Or does it even have one since it runs in a line as opposed to being coiled? I seem to recall from college that it does, and that it follows the “right hand rule”, that is if you point your right thumb in the direction that the current goes, the field “wraps around” the same way your fingers would.
If that is so (and I didn’t just dream that up) could I run a wire or coil near a powerline and measure a current?
Yes it can be done - I remember reading about a farmer who installed some big pickup coils in a barn and stole power from overhead cables. He was successfully sued over it.
It is important to note that you can’t get something for nothing, in the electromagnetic sense, rather than the legal one - when you connect a load to the pickup coil, you will be modifying the field in such a way as to reduce the power flowing in the overhead cable (in the same sort of way that a bicycle dynamo makes it harder to pedal only when the load(light) is connected).
Sort of. But to efficiently get energy from a magnetic field, you need an effective magentic circuit. This requires a highly mangentically conductive core, such as found in transformers and some inductors. For this to work, the wire has to pass through the interior of the core, else the field will be rejected. In order to capture any useable amount of power, you’ll need to have many, many turns of wire around your core as well.

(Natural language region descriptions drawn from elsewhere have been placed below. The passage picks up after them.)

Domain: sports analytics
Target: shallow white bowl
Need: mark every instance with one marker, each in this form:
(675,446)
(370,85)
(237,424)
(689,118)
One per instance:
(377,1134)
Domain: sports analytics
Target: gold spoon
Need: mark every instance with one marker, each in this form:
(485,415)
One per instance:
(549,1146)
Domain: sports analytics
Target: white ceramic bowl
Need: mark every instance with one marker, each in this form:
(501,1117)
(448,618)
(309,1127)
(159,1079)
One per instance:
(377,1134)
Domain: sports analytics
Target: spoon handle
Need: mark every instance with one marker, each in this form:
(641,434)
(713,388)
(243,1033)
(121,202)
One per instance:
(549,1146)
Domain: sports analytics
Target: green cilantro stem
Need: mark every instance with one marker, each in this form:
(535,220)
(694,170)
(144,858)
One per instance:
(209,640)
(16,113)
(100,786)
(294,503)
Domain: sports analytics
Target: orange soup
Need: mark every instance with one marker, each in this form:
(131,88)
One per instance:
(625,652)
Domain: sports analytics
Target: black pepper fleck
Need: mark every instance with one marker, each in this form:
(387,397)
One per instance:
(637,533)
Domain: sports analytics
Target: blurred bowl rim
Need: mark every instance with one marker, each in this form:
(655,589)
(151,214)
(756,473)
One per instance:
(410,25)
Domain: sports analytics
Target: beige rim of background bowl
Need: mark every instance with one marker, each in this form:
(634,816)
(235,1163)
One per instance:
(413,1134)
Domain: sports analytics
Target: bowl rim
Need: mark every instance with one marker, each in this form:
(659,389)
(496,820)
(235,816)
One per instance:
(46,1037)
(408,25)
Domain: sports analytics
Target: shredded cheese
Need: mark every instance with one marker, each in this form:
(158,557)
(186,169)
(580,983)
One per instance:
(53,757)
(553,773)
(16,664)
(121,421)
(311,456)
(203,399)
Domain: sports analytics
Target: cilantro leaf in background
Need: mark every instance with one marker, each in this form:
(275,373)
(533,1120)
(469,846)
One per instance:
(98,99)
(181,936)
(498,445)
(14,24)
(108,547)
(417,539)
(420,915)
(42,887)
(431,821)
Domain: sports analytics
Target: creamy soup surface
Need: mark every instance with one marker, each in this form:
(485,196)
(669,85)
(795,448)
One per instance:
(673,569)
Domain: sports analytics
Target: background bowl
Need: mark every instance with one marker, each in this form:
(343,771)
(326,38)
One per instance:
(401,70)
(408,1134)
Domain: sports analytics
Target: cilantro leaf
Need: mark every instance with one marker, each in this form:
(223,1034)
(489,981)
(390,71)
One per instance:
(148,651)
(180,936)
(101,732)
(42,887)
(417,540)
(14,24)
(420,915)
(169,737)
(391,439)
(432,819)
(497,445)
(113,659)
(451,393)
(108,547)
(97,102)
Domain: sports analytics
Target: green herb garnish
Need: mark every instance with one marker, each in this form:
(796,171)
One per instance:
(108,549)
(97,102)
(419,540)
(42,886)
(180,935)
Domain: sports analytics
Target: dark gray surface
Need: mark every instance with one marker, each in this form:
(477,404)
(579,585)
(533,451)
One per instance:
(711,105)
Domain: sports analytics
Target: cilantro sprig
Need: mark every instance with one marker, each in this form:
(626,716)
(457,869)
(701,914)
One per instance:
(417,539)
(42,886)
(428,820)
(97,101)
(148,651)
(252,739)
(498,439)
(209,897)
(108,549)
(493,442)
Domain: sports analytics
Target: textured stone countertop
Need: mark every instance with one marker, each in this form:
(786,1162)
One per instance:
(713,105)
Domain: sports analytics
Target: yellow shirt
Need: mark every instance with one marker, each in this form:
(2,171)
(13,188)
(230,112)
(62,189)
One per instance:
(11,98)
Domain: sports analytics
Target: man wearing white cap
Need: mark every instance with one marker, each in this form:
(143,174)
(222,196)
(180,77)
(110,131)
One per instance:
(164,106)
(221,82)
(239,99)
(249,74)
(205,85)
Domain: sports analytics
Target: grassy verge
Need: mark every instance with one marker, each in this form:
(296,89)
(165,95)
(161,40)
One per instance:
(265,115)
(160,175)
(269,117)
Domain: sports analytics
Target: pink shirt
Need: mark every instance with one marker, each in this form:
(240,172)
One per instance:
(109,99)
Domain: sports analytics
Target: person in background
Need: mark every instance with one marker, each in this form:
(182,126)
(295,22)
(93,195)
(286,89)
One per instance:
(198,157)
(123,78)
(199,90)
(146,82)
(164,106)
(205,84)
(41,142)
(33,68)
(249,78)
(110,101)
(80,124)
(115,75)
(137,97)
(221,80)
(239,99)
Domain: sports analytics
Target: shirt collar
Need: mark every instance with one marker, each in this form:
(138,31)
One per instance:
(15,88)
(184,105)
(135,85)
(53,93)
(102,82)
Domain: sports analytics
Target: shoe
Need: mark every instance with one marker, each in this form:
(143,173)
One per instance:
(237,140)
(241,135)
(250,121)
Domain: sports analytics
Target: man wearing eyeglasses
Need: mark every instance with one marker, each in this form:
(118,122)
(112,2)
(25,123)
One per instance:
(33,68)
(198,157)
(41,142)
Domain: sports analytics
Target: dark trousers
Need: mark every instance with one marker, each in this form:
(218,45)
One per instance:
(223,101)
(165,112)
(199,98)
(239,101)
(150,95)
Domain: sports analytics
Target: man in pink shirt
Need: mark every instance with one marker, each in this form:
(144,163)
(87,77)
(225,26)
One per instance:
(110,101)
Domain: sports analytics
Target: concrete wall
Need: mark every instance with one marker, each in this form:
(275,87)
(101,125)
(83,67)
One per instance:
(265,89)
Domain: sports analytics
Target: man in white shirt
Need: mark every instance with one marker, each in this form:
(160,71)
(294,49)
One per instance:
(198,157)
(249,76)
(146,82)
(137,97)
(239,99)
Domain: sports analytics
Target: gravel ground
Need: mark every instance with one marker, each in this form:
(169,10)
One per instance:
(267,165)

What you’ll have is essentially a current transformer–your output from the secondary will vary in direct proportion to the current through the power line. Power-handling capability of a transformer is largely limited by the size of the core, so to steal an appreciable amount of power, you’ll need a fairly large core. I don’t think this is going to pass unnoticed by the power utility.
Regulating the output voltage of your transformer is going to be tricky as well. The output will vary as a function of the load on the output as well as variations in the current of the power lines In addition if there are two or three lines, usually three in a 3 phase circuit; they tend to be fairly close together and thus would be largely self canceling. This is due to the fact that the current flow is balanced between the lines, as it flows out in one it flows bask in the others. Thus you are collecting more than one field, and they are in opposite directions.
The other way to do it is to use an air core and put a tuning capacitor in the secondary (and preferably in the primary too.) That’s what radio transmitters do: big air-core coils wound out of copper tubing. You’d think that such a thing couldn’t work. As I understand it, the tuned secondary / tuned primary causes the coupling to increase when compared to just an air core transformer…
I don’t think so. What double tuning does is increase the selectivity of the circuit so you need fewer transformers to discriminate against adjacent channels than would be the case with single tuning. By adjusting the coupling between primary and secondary, either by spacing or using a small capacitor, you can make the response of a double-tuned transformer virtually flat in the pass band and with fast (12dB/octave) roll off. Such transformers are impractical at 60 Hz.
In order to get power from the magnetic field from the current in the power line you would need to put a magnetic core around the wire. I don’t think air core transformer would do the job. I’m fairly sure that the utility would notice this pretty quickly.
The power line is also a source of electro-magnetic induction fields which can be picked up with a loop antenna. You might get some power that way. And, of course there is a radiation field but at 60 Hz. there isn’t very much radiation per unit length of power line so you would need a pretty long antenna or a pretty good sized loop antenna.